Emotions, too, can cause problems, of course. Desires and cravings can make us act selfishly. But there are other emotions—ones linked to social living—that do the opposite. States like gratitude, compassion, and guilt all function to make the mind value the future more, and in so doing, make us willing to accept sacrifices in the moment to build and reinforce social bonds and, thereby, success. For example, we've shown that gratitude not only makes people more willing to help others, even strangers, but also makes them value the future more (meaning it leads people to make decisions, even financial ones, that tend to benefit everyone in the long run, as opposed to solely themselves in the short-run). Likewise, we’ve shown how feeling compassion toward one person will automatically blunt aggression toward others.

The trick, then, isn’t to value Emotional Intelligence as such, as EI is a bit agnostic about which specific emotions are important. It’s a skill that can be used for the greater good as easily as for selfish gain. There’s a good deal of work showing that EI can be used to manipulate others in order to gain advantage over them. Emotion will help to solve many societal problems if we work to cultivate moral ones (e.g., compassion, gratitude, and the like). These work below conscious awareness to push people toward valuing the future and cooperations, and that will foster not only individual success, but societal success as well.

Gregg VandeKieft recommends additional reading:

Neuroscientist Antonio Damasio posits in Descartes’ Error that reason vs. emotion is a false dichotomy, that without the “topography” emotion provides, pure reason is an impoverished form of rationality. Cognitive scientist Mark Johnson makes a similar argument using research in artificial intelligence to bolster the case.

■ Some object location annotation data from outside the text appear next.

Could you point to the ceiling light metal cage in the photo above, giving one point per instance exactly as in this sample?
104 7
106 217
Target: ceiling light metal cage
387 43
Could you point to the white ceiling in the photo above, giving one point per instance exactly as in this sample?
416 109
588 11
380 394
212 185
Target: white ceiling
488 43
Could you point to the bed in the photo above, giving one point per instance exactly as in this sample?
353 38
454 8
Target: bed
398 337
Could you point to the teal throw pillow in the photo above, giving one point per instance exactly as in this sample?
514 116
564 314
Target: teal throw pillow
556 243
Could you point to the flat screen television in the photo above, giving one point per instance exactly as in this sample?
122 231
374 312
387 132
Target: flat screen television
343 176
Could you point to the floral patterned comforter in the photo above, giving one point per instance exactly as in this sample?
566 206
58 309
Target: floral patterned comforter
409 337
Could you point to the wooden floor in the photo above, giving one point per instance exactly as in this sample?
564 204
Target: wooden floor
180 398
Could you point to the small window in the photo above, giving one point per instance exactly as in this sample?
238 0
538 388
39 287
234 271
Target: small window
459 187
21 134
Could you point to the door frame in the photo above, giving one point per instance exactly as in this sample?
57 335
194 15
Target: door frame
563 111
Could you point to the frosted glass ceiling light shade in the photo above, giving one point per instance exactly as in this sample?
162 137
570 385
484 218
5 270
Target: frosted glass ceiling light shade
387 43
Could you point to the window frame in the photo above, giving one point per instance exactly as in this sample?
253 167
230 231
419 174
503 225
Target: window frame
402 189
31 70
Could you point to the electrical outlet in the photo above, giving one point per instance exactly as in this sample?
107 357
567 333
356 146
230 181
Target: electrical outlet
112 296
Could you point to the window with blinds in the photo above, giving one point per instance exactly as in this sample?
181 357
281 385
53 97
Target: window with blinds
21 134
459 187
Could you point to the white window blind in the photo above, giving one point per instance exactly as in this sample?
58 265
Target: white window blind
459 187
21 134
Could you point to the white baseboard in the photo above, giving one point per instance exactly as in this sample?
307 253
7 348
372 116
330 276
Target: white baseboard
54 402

And lastly, B.R. Morten urges journalists to do a better job understanding and explaining the emotions behind political ideologies:

You know, many of the problems in our discourse stem from the fact that people don’t understand each other’s morals. Morality is often based on emotions, intuitions, or perceptions. Such perceptions are often of an unconscious nature, so as a result conservatives don’t understand liberal morality and liberals don’t understand conservative morality. And few other than libertarians understand libertarian morality.

Unfortunately this results in the kind of polarized debates that we often see today: When people don’t understand each other’s morals their emotions fire up and they start arguing. I could use myself as an example: As a former hardliner conservative, I used to do this all the time. Today I’m probably still somewhat a conservative—but at least one who no longer thinks of my opponents as idiots or utopians.

And then the question is: Where in society do we give more emphasis to understanding emotions? In our political discourse, I would say. In journalism especially. If the media starts understanding conservative, liberal, and libertarian morality better they can use this as a foundation from which to write better political analyses. This will gradually improve the general political discourse which may enable us to have better, deeper and more pleasant political conversations. This will benefit wider society and create a better space from which new political ideas can emerge.